Quem já estudou gramática sabe isto: a língua portuguesa é um monte de regras e exceções. Isso torna a ortografia um dos grandes desafios para quem quiser aprender.
A correspondência entre sons e fonemas não sempre é unívoca, porque a ortografia é arbitrária. Por exemplo, à letra G correspondem duas pronúncias:

-G seguido de A, O, U: pronuncia-se, oclusivo velar sonoro, como “gato”, “gordo”, “guloseima”.

-G seguido de E e I: tem um som fricativo palatal sonoro, parecido com a pronúncia inglesa de “jump” ou com a francesa de “visage”. Este mesmo som, eis o problema, pode ser também representado pelo J.

Um dos grandes reptos para o público galego é saber quando devemos colocar G ou J numa palavra ao escrevermos. Orto e Grafia podem dar uns exemplos de forma descontraída:

De acordo com as palavras frisadas no vídeo, podemos estabelecer umas regras:

-se existir uma dúvida, pode sempre pensar como é que a palavra se escreve em castelhano. O português e o castelhano seguem uma tendência ortográfica paralela: “generación”= “geração”, “juego”= “jogo”.
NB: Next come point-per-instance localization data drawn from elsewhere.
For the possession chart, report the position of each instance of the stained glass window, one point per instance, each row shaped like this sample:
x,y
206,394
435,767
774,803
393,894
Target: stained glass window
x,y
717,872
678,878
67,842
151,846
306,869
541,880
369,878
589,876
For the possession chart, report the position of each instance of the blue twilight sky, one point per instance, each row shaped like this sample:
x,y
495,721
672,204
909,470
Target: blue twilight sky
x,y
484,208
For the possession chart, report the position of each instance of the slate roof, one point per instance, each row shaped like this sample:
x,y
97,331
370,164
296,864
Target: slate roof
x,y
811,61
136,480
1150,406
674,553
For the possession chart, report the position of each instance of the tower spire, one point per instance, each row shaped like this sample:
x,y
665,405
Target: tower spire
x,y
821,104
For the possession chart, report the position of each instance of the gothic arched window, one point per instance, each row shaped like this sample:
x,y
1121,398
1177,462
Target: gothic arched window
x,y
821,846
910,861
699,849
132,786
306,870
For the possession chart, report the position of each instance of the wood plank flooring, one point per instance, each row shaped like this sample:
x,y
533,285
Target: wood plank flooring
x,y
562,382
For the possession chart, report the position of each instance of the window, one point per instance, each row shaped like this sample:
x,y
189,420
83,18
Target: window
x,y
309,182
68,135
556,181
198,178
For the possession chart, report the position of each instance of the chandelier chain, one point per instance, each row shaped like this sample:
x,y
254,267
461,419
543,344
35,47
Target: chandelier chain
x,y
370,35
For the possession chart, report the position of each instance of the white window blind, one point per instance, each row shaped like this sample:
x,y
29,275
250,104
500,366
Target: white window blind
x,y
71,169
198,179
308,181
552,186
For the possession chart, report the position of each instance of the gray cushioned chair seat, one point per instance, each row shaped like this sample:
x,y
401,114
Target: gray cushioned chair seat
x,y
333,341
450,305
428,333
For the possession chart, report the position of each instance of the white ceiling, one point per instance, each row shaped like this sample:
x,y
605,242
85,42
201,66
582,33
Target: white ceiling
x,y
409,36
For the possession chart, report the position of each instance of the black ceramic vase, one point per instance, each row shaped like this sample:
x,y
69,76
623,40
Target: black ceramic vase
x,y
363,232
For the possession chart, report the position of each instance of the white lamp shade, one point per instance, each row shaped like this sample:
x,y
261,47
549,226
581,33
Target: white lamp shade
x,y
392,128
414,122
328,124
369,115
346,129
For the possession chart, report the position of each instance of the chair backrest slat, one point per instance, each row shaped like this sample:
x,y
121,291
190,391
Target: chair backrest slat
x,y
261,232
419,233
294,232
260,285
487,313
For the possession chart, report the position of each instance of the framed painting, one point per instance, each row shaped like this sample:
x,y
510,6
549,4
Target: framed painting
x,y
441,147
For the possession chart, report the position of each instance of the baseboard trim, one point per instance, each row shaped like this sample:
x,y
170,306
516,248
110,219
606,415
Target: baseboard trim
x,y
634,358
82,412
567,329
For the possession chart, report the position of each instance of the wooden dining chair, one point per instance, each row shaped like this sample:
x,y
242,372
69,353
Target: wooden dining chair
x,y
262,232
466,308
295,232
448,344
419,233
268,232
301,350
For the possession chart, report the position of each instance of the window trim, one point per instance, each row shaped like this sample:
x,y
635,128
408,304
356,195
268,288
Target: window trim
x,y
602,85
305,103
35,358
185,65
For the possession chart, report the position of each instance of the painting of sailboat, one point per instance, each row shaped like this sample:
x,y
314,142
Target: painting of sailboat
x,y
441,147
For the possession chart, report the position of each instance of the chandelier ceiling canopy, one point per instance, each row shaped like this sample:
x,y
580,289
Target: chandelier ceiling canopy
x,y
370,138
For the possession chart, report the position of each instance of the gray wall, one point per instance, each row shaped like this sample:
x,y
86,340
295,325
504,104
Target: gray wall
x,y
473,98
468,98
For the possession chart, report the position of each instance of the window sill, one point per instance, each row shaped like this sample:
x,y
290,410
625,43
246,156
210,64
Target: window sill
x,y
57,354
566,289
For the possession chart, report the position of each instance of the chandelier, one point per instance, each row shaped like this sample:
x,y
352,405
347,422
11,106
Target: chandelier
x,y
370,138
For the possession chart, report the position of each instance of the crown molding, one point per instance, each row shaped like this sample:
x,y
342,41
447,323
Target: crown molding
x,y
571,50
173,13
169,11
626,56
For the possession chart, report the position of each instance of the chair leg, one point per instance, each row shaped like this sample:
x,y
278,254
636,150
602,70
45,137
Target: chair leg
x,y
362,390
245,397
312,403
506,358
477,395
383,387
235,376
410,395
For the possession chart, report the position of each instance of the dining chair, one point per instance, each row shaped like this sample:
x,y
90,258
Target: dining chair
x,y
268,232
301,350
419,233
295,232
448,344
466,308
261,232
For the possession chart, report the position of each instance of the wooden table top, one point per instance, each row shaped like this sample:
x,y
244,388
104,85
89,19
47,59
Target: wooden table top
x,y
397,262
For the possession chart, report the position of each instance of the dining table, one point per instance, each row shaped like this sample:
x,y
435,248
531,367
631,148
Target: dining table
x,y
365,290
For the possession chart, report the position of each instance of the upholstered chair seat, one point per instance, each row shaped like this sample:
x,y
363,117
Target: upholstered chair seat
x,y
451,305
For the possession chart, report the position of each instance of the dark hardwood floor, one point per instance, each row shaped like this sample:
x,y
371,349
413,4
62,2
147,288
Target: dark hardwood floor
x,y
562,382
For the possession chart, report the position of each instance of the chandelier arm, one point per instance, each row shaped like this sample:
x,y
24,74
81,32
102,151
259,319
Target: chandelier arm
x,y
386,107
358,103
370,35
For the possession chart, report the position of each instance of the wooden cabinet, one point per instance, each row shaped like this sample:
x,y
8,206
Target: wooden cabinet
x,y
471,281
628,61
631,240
-e com as palavras originariamente portuguesas (“bobagem”, “ferrugem”)? o que é que podemos fazer?
Para isto também temos dicas:

*Escrevemos com G a terminação -AGEM (“bobagem”), -IGEM (“vertigem”), -UGEM (“ferrugem”) e os verbos que acabam em -GER (“abranger”), -GIR (“atingir”, “agir”…).

*Escrevemos com J palavras com a terminação –EJAR, -EJA e -EJO (“sertanejo”, “arejar”…) e outras palavras que em castelhano são escritas com Y: “injeção”, “já”.
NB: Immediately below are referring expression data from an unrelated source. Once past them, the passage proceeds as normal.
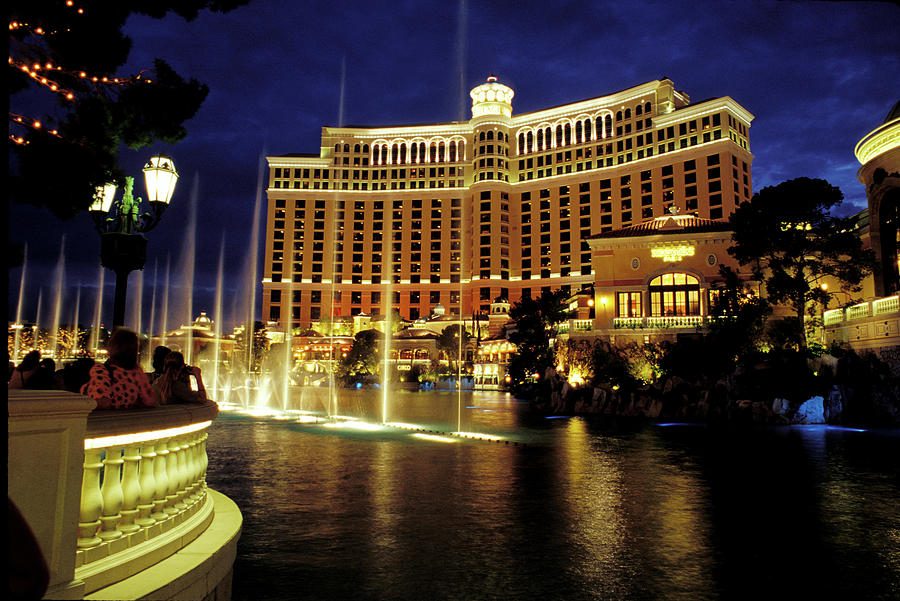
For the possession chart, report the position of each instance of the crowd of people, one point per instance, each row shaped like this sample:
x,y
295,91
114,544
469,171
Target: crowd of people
x,y
119,382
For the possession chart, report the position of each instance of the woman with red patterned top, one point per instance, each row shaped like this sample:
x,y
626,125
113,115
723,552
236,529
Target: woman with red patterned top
x,y
120,383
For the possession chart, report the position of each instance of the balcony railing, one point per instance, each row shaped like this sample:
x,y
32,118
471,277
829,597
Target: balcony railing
x,y
673,321
880,306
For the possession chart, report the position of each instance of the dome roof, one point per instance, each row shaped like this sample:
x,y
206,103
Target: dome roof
x,y
894,113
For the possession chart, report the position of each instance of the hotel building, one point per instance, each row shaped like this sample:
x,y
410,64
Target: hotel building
x,y
461,213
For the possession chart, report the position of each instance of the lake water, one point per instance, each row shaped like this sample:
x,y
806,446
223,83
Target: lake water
x,y
567,508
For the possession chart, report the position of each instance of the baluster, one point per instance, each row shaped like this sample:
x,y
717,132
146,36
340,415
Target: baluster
x,y
148,485
91,500
160,474
174,476
204,460
183,481
131,489
112,494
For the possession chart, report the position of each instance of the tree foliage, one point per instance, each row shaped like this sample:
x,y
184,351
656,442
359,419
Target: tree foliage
x,y
56,53
535,324
362,358
792,241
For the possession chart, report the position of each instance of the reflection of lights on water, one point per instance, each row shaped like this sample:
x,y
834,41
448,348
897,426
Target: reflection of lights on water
x,y
434,437
403,425
827,427
354,425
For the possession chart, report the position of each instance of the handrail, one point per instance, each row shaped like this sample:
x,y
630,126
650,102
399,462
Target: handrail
x,y
144,481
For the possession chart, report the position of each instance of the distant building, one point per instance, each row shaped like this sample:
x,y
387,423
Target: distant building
x,y
412,217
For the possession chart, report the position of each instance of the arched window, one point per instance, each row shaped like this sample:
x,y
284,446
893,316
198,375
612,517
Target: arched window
x,y
673,294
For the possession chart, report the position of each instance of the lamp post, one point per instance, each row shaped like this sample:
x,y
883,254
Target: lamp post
x,y
123,247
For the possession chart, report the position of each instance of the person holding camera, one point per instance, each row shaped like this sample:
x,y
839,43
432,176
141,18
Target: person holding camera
x,y
179,383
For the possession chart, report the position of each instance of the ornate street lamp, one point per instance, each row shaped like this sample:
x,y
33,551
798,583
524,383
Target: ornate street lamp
x,y
123,248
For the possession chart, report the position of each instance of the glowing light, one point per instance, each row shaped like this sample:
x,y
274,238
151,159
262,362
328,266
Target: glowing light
x,y
671,253
403,425
126,439
355,425
434,438
478,435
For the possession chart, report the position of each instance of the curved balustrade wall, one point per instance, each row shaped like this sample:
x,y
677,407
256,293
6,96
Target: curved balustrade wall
x,y
139,485
143,494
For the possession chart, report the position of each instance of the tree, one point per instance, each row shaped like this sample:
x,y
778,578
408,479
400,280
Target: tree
x,y
534,326
61,51
791,240
448,343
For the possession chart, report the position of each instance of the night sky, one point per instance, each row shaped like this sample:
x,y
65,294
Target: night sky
x,y
818,76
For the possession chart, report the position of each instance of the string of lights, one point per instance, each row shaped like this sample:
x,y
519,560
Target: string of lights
x,y
47,74
34,124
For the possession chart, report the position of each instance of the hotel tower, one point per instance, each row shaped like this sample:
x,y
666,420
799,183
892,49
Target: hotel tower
x,y
461,213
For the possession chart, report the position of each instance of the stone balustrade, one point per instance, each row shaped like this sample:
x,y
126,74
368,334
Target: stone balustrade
x,y
675,321
871,325
111,493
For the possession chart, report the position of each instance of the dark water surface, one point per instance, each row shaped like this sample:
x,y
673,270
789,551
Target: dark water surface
x,y
563,509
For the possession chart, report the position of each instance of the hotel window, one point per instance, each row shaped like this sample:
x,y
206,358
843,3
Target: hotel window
x,y
674,294
628,304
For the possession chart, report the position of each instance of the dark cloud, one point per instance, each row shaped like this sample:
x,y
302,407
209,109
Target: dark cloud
x,y
817,76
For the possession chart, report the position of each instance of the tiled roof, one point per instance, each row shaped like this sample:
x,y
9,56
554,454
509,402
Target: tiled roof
x,y
669,224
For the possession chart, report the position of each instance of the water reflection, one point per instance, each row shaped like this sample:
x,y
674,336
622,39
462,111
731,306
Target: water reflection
x,y
579,510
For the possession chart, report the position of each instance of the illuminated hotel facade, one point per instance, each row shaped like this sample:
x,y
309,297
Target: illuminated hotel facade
x,y
459,214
O professor Fábio Alves dá um ponto de vista mais científico neste vídeo e anuncia próximos conteúdos ortográficos do Lusopatia (ortografia de CH/X, por exemplo)

E para treinar um bocado lá em casa:
http://websmed.portoalegre.rs.gov.br/smed/inclusaodigital/atividades_educativas/gouj.htm
e ainda:
http://www.cardosolopes.net/Alunos/Disciplinas/LP/5Ano/actividades/gouj1.htm

Boa viaGem ortográfica, viaJantes da língua!